Con el tema “Humanidad e igualdad en la Creación de Dios”, se alienta a los creyentes de todo el mundo a dar testimonio común reuniéndose para orar y participar en actos de apoyo durante la Semana Mundial por la Paz en Palestina e Israel. Esta manifestación anual de solidaridad y esperanza se lleva a cabo del 15 al 22 de septiembre y, como es habitual, la semana incluye el Día Internacional de la Paz, el 21 de septiembre.

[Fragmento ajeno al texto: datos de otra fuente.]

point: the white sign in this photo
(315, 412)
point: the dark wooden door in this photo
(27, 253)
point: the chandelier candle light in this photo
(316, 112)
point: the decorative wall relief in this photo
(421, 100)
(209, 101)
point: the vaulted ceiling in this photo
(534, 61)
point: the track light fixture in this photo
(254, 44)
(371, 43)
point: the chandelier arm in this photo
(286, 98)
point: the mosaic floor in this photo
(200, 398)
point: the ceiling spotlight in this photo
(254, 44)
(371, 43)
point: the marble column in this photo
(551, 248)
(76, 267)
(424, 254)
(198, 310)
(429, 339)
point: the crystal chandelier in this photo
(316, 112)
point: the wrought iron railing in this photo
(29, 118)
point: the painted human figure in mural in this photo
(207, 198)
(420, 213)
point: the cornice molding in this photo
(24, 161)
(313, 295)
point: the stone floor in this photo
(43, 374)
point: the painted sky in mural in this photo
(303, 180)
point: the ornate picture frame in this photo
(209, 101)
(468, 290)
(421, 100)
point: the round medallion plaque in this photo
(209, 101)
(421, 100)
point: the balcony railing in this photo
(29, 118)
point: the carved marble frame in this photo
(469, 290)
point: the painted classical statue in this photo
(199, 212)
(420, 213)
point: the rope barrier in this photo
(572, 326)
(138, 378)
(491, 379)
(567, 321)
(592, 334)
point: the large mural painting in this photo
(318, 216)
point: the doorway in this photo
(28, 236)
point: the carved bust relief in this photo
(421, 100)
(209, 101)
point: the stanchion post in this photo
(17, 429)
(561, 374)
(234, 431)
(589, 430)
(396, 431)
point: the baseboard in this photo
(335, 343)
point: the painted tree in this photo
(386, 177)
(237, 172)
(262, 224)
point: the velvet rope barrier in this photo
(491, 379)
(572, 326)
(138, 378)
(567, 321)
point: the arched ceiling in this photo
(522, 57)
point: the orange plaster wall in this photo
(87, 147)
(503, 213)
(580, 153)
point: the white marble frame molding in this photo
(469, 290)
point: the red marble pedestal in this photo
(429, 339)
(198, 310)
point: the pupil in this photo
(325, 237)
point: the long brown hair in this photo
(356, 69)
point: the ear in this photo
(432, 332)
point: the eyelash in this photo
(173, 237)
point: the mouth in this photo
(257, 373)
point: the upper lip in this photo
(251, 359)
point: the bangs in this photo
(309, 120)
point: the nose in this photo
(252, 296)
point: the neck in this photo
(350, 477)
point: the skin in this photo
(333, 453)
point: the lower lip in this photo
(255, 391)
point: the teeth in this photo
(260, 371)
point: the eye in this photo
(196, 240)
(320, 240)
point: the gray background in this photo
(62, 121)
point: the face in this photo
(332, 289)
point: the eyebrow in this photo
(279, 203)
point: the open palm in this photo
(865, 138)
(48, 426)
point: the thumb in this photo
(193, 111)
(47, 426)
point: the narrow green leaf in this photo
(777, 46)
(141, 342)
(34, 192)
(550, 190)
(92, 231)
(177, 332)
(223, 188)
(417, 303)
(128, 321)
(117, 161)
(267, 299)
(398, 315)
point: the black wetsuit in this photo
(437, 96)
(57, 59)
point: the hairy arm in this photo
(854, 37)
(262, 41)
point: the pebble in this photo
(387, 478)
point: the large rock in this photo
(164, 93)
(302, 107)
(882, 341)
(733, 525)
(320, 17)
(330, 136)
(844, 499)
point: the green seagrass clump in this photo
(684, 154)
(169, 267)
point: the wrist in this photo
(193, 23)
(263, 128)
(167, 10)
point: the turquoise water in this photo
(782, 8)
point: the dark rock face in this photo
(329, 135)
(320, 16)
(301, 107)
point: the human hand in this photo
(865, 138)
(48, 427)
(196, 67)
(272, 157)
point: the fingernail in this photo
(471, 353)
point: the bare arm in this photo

“La situación en Palestina e Israel no ha cambiado y la gente sigue sufriendo. Eso tiene consecuencias sobre el futuro de cada persona en la región, niega la dignidad humana de todos por igual, así como en todos los aspectos de la Creación de Dios. Aunque todos hemos sido creados a imagen de Dios, la ocupación militar y sus prácticas discriminatorias constituyen un obstáculo para la plenitud de la vida de todos en la Creación de Dios”, dice el secretario general del CMI, el Rev. Dr. Olav Fykse Tveit, quien, durante la Semana Mundial por la Paz, espera ver a los creyentes unidos en servicios de culto, eventos educativos y actos de apoyo por una paz justa y sostenible, tanto para palestinos como para israelíes.

El tema de este año ha sido elegido para rechazar el racismo, la xenofobia, la estigmatización, la exclusión impulsada por las políticas populistas y otras tendencias crecientes. El objetivo es estimular y reavivar el interés por la dignidad humana de todas las personas por igual, independientemente de las diferencias étnicas, religiosas o políticas, y por la lucha en favor de la realización de los derechos humanos iguales e inalienables de todas las personas.

“El tema es de especial actualidad en el contexto del conflicto palestino-israelí y de la búsqueda infructuosa de una paz sostenible basada en el reconocimiento de los derechos humanos inalienables de todos los pueblos de la región”.